Editor’s note: The following essay is a response by a real estate brokerage office owner to the question: "What technology trends will change the industry in the future?" Inman News posed this question and others as a part of the Inman News Roadmap to Recovery project. Click here to find out how you can participate.
By KEVIN KRAVCAK
In the near future, 100 percent of all documentation needed to purchase or sell a home will be filled out online using electronic-signature capabilities. Everything — including your mortgage application, mortgage commitments, promissory notes, mortgages, deeds, title commitments, title insurance, agreements of sale, HUD-1 forms, etc., will be paperless.
The demand for this will increase as the world goes "green" and consumers better understand how going paperless will help our environment and cut operational costs. It’s comparable to clean energy, in the fact it is currently more expensive to initially implement but over the long term it will save you money and help protect our environment. Every party involved, from the buyer and seller to the businesses who provide real estate services, will expect this paperless technology as the norm.
Being paperless will also make it easier to access and share the files with every party involved, virtually eliminating fraud, lost paperwork, or untimely settlement mishaps because everyone will have access to and can follow the process.
Line newspaper ads and print real estate magazines will no longer be necessary. The numbers already show they do not provide a better return on investment than online advertising. If it does not attract buyers, then it is worthless.
If your argument is that agents will still use print publications for name-brand recognition and to appease sellers, I have a newsflash: There are also more effective and efficient ways of accomplishing those goals.
Sellers are quickly coming to realize that print ads do not help them sell their house any more than an open house does. They don’t look for their new house in print ads themselves, so why would they expect a potential buyer for their house to do so? This trend will only grow stronger as future generations become cradle-to-grave technology "junkies."
The consumer of the future will not look for a home in print ads, will not have landline phones, and will not want to waste their valuable time driving from house to house or spend hours upon hours in an office filling out various forms of confusing paperwork.

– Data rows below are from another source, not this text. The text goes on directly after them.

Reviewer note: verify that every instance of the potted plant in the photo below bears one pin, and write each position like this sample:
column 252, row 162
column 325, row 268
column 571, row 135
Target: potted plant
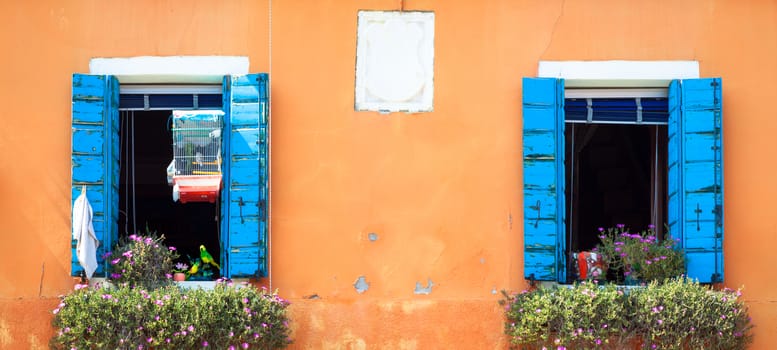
column 142, row 261
column 639, row 257
column 179, row 271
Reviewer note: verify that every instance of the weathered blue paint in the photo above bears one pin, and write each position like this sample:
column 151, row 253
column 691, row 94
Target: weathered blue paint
column 695, row 175
column 543, row 179
column 244, row 197
column 95, row 158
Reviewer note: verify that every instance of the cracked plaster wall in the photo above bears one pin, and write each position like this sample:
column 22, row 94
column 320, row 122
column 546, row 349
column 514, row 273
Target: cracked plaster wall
column 440, row 190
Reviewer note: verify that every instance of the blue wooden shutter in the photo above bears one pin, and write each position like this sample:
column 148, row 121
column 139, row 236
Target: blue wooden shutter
column 95, row 158
column 543, row 179
column 695, row 175
column 244, row 197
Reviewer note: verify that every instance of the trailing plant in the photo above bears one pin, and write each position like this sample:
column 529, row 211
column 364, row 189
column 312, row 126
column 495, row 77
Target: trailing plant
column 142, row 261
column 583, row 316
column 639, row 256
column 681, row 314
column 676, row 314
column 227, row 317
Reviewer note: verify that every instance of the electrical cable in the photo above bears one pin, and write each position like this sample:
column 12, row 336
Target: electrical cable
column 269, row 147
column 134, row 213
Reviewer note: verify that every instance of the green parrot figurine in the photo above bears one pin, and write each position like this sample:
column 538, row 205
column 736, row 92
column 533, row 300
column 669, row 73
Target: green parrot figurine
column 194, row 269
column 207, row 258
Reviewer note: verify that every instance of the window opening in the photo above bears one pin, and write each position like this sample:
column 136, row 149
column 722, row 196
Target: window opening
column 615, row 167
column 145, row 198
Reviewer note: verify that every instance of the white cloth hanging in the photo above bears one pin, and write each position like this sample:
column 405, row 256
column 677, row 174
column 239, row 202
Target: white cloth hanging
column 83, row 233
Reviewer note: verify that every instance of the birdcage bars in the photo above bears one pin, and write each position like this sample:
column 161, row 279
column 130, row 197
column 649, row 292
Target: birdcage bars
column 195, row 172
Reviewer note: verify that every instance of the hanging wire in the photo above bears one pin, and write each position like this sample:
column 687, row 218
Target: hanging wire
column 134, row 213
column 123, row 160
column 269, row 147
column 571, row 204
column 654, row 215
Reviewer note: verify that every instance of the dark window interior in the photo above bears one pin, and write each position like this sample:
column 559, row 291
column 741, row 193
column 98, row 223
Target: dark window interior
column 146, row 198
column 615, row 174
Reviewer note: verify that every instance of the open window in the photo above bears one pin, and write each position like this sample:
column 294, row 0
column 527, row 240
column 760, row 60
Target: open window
column 122, row 147
column 674, row 172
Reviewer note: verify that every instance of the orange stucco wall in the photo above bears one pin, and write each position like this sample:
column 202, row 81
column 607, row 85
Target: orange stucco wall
column 440, row 189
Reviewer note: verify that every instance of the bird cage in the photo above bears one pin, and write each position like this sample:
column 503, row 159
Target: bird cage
column 195, row 172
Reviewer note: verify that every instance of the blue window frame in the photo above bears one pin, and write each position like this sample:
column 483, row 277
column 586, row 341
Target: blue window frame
column 244, row 197
column 694, row 173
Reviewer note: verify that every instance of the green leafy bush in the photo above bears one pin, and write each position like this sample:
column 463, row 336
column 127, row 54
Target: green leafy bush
column 142, row 261
column 226, row 317
column 639, row 256
column 682, row 314
column 677, row 314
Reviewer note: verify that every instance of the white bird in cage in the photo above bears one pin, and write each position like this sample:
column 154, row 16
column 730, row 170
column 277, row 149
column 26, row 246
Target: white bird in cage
column 198, row 158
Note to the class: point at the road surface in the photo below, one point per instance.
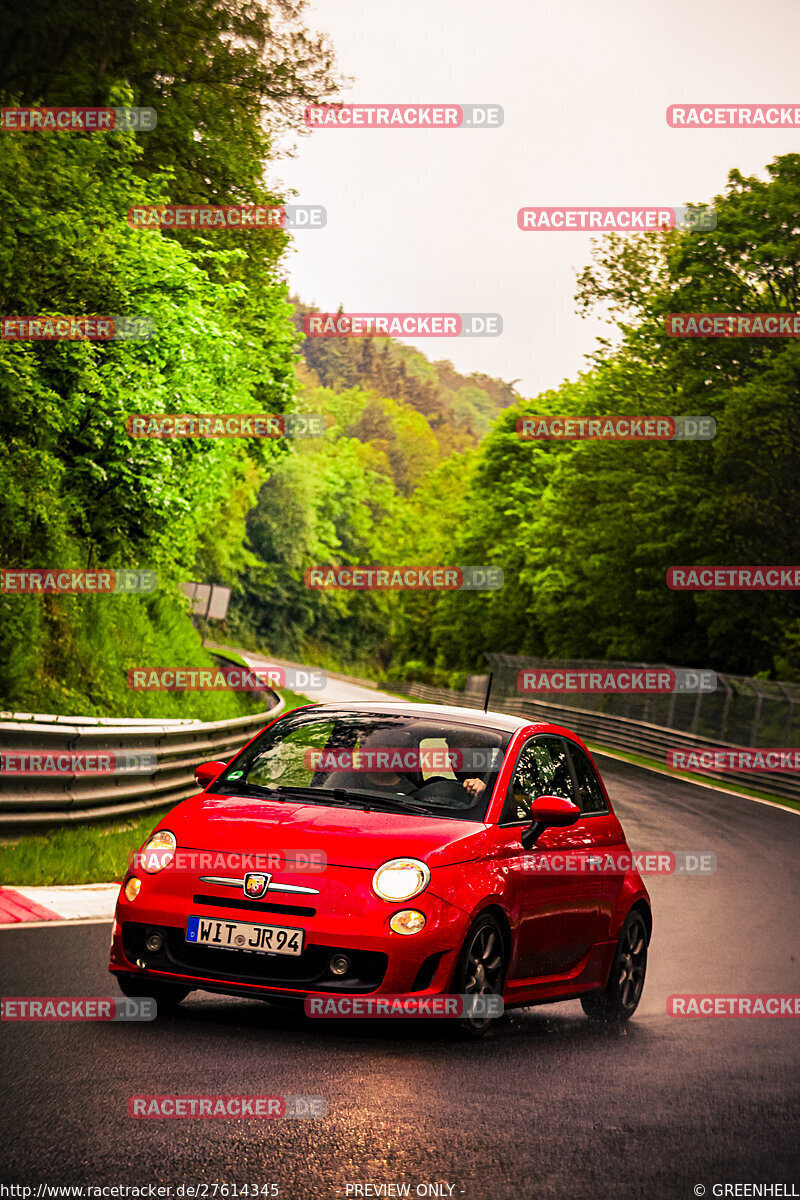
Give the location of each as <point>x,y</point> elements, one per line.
<point>549,1107</point>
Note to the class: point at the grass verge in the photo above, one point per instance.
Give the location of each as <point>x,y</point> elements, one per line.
<point>96,852</point>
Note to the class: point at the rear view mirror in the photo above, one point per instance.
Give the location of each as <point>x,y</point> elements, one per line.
<point>548,813</point>
<point>206,772</point>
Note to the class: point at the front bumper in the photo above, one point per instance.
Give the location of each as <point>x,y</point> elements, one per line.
<point>344,918</point>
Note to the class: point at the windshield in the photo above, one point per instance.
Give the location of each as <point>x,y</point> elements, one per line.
<point>397,762</point>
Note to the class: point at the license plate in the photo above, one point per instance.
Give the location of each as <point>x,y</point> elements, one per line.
<point>240,935</point>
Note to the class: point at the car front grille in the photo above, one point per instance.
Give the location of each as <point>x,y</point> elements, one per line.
<point>308,970</point>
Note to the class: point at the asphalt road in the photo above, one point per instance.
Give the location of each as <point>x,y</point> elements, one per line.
<point>547,1107</point>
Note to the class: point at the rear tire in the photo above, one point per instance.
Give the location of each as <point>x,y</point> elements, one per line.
<point>166,995</point>
<point>619,999</point>
<point>481,971</point>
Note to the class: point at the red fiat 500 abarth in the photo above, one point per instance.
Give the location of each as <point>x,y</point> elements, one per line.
<point>390,850</point>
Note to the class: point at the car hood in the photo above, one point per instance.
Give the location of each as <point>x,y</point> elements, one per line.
<point>347,837</point>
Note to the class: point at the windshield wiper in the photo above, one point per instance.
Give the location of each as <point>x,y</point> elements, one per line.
<point>372,798</point>
<point>344,796</point>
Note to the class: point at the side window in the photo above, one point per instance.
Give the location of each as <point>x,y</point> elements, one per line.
<point>542,769</point>
<point>590,793</point>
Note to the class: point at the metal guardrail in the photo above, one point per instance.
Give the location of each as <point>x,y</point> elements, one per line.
<point>612,731</point>
<point>179,747</point>
<point>741,711</point>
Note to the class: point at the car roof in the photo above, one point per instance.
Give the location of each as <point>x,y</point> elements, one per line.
<point>476,718</point>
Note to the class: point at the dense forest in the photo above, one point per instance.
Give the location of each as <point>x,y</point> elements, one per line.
<point>419,465</point>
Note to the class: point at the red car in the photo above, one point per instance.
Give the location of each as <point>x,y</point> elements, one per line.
<point>391,850</point>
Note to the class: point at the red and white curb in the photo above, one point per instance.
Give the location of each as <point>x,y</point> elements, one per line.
<point>84,903</point>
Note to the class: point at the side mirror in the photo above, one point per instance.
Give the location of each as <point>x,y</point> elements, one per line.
<point>206,772</point>
<point>548,813</point>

They will get their news and information via RSS or live video streaming on their mini mobile computers (imagine the iPhone on steroids). They will demand seamless, paperless and more interactive technology-based services that they can monitor with the click of a button.
I haven’t had a landline phone or a newspaper subscription in over five years; I guess that makes me a tech junkie. Soon we will all be technology junkies, and I say, "The sooner the better!"
Kevin Kravcak is owner of Envirian of Bucks County, a brokerage in Langhorne, Pa.